The Scottsboro Boys dealt with a shameful chapter in American history when a pair of white prostitutes, riding on a train to Memphis, accuse a group of nine black men of rape in order to avoid arrest.  Soon these nine young men (one of whom is a mere adolescent) are sent to jail and find themselves trapped in a racist legal system and potentially facing the death penalty.

Ingeniously Kander, Ebb, librettist David Thompson and director-choreographer Susan Stroman, their collaborators on Steel Pier, decided not to tell the story in a straightforward manner but rather as a minstrel show, thus harkening back to their twin masterworks Cabaret and Chicago by using show business as a metaphor.  Significantly the nine black actors played every roll, even the two white women (this was all part of the minstrel tradition) with two exceptions.  The white “Interlocutor” who serves as the shows emcee and played by John Cullum, and a mysterious woman holding a cake box whose identity won’t be revealed until the end of the show.

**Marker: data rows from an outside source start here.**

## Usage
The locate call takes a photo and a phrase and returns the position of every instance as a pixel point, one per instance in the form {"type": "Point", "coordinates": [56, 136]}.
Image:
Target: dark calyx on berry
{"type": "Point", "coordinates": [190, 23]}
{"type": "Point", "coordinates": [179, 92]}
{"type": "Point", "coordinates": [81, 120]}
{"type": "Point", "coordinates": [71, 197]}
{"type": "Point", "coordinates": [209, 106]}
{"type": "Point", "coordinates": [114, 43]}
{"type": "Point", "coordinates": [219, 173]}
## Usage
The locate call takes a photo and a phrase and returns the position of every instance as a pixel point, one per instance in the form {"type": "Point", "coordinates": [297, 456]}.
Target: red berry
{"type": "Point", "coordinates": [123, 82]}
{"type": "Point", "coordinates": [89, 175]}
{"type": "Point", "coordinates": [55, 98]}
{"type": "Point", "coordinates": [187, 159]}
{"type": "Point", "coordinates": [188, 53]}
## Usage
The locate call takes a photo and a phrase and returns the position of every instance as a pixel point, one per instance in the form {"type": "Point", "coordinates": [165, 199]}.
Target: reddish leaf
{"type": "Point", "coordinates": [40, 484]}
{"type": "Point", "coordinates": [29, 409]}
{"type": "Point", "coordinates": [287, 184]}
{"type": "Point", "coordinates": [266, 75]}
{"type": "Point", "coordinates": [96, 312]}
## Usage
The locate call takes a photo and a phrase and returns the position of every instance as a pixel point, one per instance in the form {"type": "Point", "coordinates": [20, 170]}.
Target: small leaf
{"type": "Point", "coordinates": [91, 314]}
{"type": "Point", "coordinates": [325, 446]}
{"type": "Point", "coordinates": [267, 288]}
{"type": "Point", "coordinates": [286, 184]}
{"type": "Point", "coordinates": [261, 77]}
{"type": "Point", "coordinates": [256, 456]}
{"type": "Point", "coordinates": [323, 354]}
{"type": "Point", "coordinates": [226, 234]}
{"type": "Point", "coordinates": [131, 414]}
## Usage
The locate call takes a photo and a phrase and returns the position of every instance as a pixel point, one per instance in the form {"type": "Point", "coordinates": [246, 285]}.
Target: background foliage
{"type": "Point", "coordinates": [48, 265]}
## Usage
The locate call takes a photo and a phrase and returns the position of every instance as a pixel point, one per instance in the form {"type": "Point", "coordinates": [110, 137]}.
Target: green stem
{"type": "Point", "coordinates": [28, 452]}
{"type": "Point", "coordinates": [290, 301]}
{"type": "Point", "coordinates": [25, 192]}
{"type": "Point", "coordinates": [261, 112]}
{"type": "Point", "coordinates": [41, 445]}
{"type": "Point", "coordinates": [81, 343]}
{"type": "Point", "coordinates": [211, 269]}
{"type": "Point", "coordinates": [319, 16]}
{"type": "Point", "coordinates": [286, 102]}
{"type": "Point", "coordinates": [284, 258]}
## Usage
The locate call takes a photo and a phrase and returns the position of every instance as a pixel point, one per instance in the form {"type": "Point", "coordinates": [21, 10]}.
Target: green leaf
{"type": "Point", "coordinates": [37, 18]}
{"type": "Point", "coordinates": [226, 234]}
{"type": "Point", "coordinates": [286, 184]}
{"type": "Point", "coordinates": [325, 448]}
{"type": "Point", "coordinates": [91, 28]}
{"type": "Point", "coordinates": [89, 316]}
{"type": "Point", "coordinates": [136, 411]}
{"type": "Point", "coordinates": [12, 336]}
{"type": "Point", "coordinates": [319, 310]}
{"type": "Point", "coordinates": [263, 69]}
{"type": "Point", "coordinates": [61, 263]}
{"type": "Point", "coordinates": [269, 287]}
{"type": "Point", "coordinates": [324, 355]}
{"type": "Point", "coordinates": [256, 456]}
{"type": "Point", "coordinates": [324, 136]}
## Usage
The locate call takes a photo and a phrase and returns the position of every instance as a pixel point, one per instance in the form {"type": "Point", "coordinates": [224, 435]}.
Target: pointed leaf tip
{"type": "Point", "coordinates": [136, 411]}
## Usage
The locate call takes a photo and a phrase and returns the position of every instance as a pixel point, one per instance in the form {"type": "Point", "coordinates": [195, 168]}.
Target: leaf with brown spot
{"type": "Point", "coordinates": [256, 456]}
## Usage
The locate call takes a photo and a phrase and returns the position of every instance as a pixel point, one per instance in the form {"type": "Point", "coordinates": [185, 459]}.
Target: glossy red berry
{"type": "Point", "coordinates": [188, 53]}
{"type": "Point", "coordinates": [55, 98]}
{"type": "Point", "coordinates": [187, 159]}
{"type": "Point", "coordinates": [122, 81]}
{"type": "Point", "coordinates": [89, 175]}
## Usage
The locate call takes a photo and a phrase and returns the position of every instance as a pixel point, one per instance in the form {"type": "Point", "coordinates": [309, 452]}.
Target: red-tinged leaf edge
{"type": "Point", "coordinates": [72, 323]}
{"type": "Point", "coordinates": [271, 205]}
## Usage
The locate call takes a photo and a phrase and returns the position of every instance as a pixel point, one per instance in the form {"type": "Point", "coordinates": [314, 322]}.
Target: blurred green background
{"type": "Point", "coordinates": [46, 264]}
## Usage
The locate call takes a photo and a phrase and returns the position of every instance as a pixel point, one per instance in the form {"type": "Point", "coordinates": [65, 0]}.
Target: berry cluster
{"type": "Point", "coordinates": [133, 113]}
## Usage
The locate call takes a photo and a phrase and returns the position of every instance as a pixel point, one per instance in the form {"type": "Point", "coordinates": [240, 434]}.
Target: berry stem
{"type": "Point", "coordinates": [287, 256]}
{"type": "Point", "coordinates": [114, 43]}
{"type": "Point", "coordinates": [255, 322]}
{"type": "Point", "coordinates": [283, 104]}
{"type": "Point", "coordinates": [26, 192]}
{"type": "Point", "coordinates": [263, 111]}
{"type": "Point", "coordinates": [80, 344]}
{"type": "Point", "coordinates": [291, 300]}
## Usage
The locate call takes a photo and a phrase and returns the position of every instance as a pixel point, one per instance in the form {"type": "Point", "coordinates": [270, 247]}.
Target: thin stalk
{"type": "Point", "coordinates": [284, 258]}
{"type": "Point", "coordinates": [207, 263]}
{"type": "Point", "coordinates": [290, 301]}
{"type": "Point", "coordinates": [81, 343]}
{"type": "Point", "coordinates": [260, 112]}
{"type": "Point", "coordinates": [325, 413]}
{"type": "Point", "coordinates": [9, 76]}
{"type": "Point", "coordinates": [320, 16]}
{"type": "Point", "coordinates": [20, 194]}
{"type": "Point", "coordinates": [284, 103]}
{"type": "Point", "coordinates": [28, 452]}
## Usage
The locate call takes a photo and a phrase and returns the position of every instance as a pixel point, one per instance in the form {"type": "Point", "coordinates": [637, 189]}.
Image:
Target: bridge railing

The Scottsboro Boys premiered at the Vineyard Theater Off-Broadway and then played at the Guthrie Theater in Minneapolis, where it received rave reviews both times.  With that it moved to the Lyceum Theater where it again was critically acclaimed but had trouble selling tickets.  The simple fact was that this was a harrowing story and the decision to tell it in the style of a notoriously archaic musical genre made it that much harder for people to deal with.  The Scottsboro Boys only ran for forty-nine performances.  The show has enjoyed a life in regional theaters and enjoyed a sold out run at the Young Vic in London, followed by a limited engagement at the Garrick Theater.  Though they wrote their share of musical comedies like Woman of the Year and Curtains, Kander and Ebb were always at their best when challenging their audience.  The Scottsboro Boys  maybe their most challenging work and also one of their best.